Apple Study Highlights AI Models’ Flaws in Mathematical Reasoning

Recent research by Apple has exposed significant weaknesses in large language models (LLMs) regarding their ability to perform mathematical reasoning. Despite their success across various tasks, LLMs lack what Apple researchers describe as ‘true logical reasoning’ capabilities.

Challenges in Solving Simple Mathematical Problems

The study found that AI chatbots struggle with simple math problems that most people can easily solve. Notably, their accuracy varies depending on how questions are phrased. ‘Our findings reveal that LLMs exhibit noticeable variance when responding to different instantiations of the same question,’ the research paper states.

As the complexity of questions increases, the performance of these models deteriorates. The research highlights that adding more clauses to a mathematical problem worsens the models’ accuracy, suggesting that current LLMs rely heavily on patterns from training data rather than genuine logical reasoning.

Introducing the GSM-Symbolic Benchmark

In response to these findings, Apple researchers have developed a new benchmark called GSM-Symbolic. This benchmark evaluates mathematical reasoning by generating diverse questions from symbolic templates. ‘We add seemingly relevant but ultimately inconsequential statements to GSM-Symbolic templates,’ researchers explained. These additions, while irrelevant, caused a significant drop in model performance.

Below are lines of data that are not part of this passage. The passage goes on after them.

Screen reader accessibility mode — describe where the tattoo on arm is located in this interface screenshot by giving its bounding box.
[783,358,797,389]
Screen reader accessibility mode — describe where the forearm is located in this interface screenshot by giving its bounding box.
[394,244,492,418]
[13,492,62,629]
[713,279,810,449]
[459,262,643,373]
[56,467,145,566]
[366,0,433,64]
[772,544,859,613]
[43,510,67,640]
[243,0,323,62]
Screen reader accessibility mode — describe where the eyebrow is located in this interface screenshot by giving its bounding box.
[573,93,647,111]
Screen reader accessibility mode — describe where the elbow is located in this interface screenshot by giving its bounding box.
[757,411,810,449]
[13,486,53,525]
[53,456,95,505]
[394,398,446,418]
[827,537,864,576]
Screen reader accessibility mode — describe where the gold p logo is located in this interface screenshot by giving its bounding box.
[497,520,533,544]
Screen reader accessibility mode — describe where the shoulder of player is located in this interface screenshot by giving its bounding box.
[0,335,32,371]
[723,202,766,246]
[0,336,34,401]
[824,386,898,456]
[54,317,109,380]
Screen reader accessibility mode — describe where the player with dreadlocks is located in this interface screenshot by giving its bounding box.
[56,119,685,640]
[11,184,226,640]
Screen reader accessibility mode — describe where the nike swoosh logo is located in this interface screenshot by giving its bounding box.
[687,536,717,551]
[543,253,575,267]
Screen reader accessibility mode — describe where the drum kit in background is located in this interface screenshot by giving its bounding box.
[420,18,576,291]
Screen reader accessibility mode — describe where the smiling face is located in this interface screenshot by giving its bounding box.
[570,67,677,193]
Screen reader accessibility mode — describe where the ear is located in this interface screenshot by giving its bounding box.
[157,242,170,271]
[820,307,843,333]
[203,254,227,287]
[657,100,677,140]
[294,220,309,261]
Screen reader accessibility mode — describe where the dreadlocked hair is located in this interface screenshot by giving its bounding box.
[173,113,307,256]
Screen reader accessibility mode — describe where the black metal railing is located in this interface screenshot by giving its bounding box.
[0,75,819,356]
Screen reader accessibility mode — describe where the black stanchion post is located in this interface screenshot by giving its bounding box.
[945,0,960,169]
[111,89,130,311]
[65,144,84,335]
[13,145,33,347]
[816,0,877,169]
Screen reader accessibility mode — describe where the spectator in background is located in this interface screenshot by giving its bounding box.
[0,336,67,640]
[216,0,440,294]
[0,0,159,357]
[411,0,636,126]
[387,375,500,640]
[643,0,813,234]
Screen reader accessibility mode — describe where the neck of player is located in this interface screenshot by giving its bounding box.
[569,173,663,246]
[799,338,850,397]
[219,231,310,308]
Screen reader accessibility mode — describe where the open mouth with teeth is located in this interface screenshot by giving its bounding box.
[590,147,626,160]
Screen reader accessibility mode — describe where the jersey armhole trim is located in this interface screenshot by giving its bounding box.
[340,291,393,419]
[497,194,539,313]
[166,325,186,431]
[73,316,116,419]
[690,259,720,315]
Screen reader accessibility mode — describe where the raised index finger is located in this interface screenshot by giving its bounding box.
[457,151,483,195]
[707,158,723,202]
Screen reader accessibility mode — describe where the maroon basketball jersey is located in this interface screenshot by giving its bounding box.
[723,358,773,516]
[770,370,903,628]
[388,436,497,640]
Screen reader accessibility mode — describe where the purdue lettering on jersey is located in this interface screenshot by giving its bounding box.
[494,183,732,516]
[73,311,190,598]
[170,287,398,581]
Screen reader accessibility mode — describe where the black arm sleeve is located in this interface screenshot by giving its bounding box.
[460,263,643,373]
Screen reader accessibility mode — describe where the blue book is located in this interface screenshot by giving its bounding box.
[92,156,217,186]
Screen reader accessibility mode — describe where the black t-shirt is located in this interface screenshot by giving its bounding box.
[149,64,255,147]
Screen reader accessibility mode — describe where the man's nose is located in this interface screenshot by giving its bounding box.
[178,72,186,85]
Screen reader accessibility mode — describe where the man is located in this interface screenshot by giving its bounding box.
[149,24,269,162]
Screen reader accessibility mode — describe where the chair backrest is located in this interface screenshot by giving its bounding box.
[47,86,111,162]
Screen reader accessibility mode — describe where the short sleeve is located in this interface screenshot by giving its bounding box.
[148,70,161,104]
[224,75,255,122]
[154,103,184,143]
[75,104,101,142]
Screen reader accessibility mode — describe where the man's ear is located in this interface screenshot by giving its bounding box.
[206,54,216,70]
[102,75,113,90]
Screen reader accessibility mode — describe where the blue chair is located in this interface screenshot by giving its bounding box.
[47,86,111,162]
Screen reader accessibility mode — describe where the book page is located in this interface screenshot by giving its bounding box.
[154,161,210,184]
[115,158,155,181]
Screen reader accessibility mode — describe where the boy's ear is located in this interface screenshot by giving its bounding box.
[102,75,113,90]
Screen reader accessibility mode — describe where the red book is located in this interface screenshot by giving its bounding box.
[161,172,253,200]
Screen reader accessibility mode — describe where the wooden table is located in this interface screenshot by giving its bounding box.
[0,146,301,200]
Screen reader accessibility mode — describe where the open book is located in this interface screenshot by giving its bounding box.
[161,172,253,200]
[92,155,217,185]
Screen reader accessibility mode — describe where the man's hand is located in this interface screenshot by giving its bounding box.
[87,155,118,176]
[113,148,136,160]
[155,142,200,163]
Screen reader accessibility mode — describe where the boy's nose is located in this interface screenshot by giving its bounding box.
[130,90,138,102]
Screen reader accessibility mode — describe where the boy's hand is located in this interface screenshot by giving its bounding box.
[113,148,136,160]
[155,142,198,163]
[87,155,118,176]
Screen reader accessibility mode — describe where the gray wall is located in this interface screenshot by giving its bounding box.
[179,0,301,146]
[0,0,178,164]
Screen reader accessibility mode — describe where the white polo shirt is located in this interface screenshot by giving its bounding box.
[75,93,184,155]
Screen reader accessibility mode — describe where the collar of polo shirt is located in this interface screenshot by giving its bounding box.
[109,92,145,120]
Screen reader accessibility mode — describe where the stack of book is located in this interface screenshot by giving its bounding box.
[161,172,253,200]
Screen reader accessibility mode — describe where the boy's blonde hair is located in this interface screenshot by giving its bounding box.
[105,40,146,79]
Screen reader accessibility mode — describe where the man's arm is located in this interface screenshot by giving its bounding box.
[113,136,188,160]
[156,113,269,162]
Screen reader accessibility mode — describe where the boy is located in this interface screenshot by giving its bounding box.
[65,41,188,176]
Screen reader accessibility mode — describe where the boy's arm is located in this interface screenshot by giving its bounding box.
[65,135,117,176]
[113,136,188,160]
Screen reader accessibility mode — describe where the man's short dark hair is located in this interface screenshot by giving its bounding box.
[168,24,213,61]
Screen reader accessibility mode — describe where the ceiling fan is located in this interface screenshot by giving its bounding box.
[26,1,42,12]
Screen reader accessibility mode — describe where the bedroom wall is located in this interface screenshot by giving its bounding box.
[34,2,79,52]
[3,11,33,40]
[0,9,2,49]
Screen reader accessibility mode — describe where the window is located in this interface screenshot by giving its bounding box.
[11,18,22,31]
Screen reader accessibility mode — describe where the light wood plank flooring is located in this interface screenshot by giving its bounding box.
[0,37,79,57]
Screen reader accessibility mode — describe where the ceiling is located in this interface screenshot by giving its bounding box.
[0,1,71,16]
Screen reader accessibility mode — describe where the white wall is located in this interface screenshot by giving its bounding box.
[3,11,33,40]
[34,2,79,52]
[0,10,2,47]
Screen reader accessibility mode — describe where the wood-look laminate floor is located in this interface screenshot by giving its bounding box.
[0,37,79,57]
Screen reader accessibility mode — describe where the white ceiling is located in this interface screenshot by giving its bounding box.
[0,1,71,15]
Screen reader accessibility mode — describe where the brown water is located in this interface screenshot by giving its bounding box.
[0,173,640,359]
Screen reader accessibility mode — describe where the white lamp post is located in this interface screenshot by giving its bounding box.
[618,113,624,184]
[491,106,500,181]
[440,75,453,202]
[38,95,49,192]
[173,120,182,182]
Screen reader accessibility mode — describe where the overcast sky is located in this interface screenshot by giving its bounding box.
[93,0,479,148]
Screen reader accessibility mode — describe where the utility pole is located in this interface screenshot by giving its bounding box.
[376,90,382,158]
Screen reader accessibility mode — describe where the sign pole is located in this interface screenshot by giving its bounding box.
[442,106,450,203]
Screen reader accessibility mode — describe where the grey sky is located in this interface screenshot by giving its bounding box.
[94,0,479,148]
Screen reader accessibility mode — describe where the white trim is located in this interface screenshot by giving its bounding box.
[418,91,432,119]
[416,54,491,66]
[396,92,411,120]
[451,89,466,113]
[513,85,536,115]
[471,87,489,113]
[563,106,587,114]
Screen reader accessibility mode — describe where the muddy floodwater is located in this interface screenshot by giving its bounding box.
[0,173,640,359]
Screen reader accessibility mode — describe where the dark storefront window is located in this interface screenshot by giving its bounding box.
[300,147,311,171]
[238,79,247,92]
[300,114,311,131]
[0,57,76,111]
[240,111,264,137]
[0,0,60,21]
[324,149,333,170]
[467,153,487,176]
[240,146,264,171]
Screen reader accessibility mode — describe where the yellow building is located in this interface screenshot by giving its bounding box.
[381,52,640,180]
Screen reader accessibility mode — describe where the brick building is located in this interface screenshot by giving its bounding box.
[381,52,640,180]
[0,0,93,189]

In one example, the prompt reads: ‘Oliver picks 44 kiwis on Friday. Then he picks 58 kiwis on Saturday. On Sunday, he picks double the number of kiwis he did on Friday, but five of them were a bit smaller than average. How many kiwis does Oliver have?’ Several LLMs, including o1-mini and LLama3-8B, incorrectly subtracted the smaller kiwis, leading to an answer of 185 instead of the correct 190.

Catastrophic Performance Loss

Across all state-of-the-art models, performance dropped by as much as 65% when an irrelevant variable was added to the prompt. This ‘catastrophic performance loss’ demonstrates how LLMs convert statements to operations without truly understanding their meaning.

Larger Models Perform Better

Interestingly, larger models like Claude and Gemini were able to correctly solve the kiwi problem, suggesting that model size plays a role in mitigating some of these issues. However, even OpenAI’s advanced O1-preview model saw a 17.5% accuracy drop.

Conclusion

Apple’s research suggests that the complexity of mathematical questions remains a significant challenge for LLMs. The study calls for further research to develop AI models that can engage in formal reasoning and robust, generalizable problem-solving skills. ‘This remains a critical challenge for the field as we strive to create systems with human-like cognitive abilities or general intelligence,’ the researchers concluded.